Cleburne High sophomore Blake Armstrong looks forward to the 2011 Johnson County Junior Livestock Show. He should.

Last year, Armstrong showed the grand champion yorkshire swine, which he parlayed into sufficient money to pay his feed bill.

But there’s another reason he gets a kick out of raising rooters.

“They’re like puppies,” Armstrong said. “They lay on you and chew on you,”

Are they as smart as puppies?

“Probably not.”

Don’t have to be, of course, as long as they impress the show judge.

“This year, I’m showing a hampshire and a york,” Armstrong said. “I haven’t been to any jackpot shows with them, so the county show will be their first time in the ring.
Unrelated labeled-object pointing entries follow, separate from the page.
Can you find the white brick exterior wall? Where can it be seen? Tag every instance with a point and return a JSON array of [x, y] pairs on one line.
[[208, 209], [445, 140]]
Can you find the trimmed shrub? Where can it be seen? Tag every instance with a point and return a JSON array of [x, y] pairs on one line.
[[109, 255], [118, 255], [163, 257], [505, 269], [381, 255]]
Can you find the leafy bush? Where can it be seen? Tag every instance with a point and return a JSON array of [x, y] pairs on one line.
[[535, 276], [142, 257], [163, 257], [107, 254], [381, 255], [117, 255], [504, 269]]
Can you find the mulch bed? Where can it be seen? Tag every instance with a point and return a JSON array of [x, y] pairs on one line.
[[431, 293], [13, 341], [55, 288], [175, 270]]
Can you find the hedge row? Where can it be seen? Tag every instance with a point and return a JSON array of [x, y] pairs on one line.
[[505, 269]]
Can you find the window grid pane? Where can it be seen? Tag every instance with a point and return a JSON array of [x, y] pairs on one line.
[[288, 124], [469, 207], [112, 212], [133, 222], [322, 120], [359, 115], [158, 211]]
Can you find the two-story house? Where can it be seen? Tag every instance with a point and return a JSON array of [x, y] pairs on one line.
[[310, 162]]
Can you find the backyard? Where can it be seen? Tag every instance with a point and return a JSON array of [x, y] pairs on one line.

That’s not too scary. Hopefully, they won’t take off running like the other pigs when they get in the ring.”

CHS freshman Jacob Blair is in hopes his jackpot experiences will prove helpful in preparing his porker, named Potts for Texas Tech footballer Taylor Potts, for the big show.
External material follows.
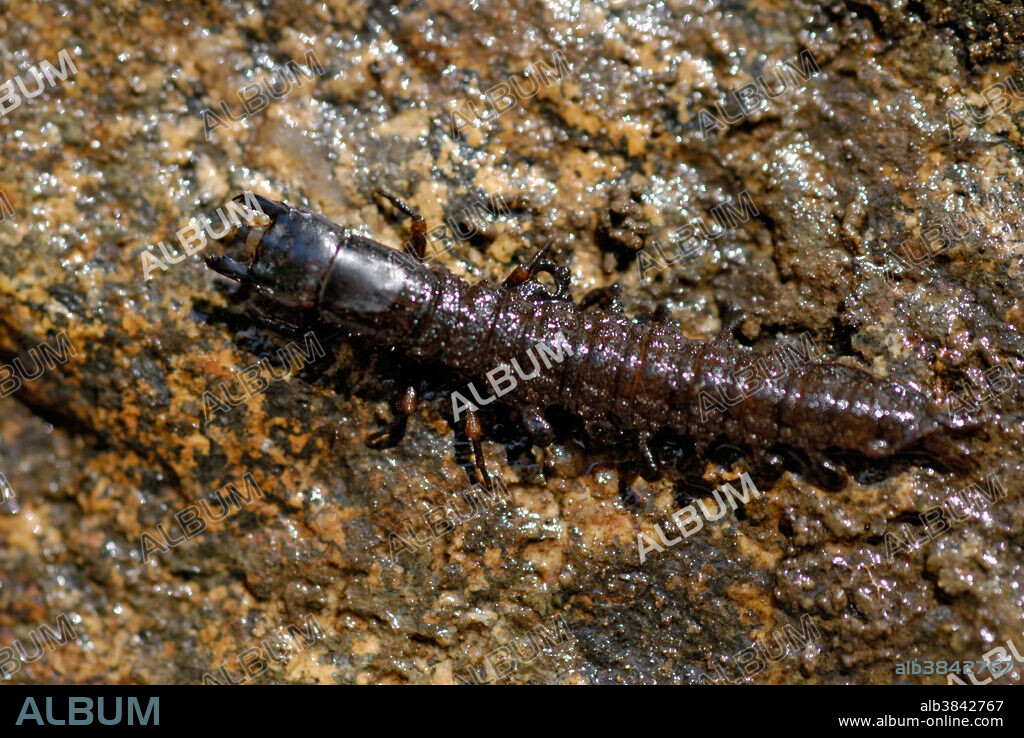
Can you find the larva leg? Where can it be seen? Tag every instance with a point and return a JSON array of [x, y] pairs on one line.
[[473, 432], [524, 272], [403, 407], [648, 465], [418, 230], [537, 427]]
Potts struggled in the pre-county shows, unfortunately. Perhaps the competing swine arranged a blitz.

“I got nine-out-of-11 in one and 11-out-of-11 in another,” he said. “I learned that I need to even out the back of her body. You try to make sure they don’t run out there, because that’s a bad start, and you want to keep the pig between yourself and the judge so the judge can always seen the pig. Also, you want to keep the pig away from the fence and corners, because the judge won’t look at them like that. My pig has been cooperative for the most part.”

Potts is a growing piggy.

“She’s 180 to 190,” Blair said. “I want her to weigh at least 230.”

Blair passed up rabbits and chickens to raise a project twice his size.

“My dad and I talked about it, and he thought it would be a good idea to get a pig, and my uncle had a few pigs,” Blair said. “I figured if I got a pig, my uncle could talk to me about it. It’s great so far. I love coming out here [to the ag barn]. The cold weather doesn’t bother me that much.

“We have to bring our water sometimes when it freezes. We give them more food in the winter because that’s when they eat more. I bet if they could speak up, they’d say thank you.”

Armstrong isn’t quite so philosophical about the cold.

“I hate it,” he said.

How does he motivate himself to do what needs to be done?

“My mom reminds me.”

When you’re a vocational ag student preparing a project for a show, you do whatever it takes, CHS ag teacher Barney McClure said.

Students were in and out of the Wheat Ag Complex Tuesday morning when it was 10 degrees. One young man was bundled up in a heavy coat ... and shorts.

“Most of these animals are pretty far along in the feeding process, so they can take a lot of cold weather if they’ve got something to eat and drink,” McClure said. “The main thing is water. The water at the [small animal] barn is cut off, so we have to get water from the chicken barn. If the animals don’t have fresh water, that’s a pretty bad deal.

“They also need more food this time of year because they burn it up in order to stay warm. They could eat 25 percent more on a day like this. But if they don’t have water, they can’t eat.”

For the most part, animals fare better in extreme cold than extreme heat. Pigs, goats and lambs all appeared festive Tuesday, and the conditions were downright balmy in the chicken coops.

“The animals are equipped for this weather,” McClure said. “They’ve got some kind of hair or fur or feathers, and they’re used to being outside. They can make it as long as they’re out of the rain and wind.

“The chickens are still under heat lamps. They’ll make it pretty well as long as the electricity doesn’t go off.”

Students learn early that show animals can’t always fend for themselves. Of course, some students struggle to fend for themselves, too.

“Sometimes they have to rely on parents and classmates for rides out here,” McClure said. “On a school day, they can take care of their animals before and after school. On days like this, it’s tougher. But they still have to do it.”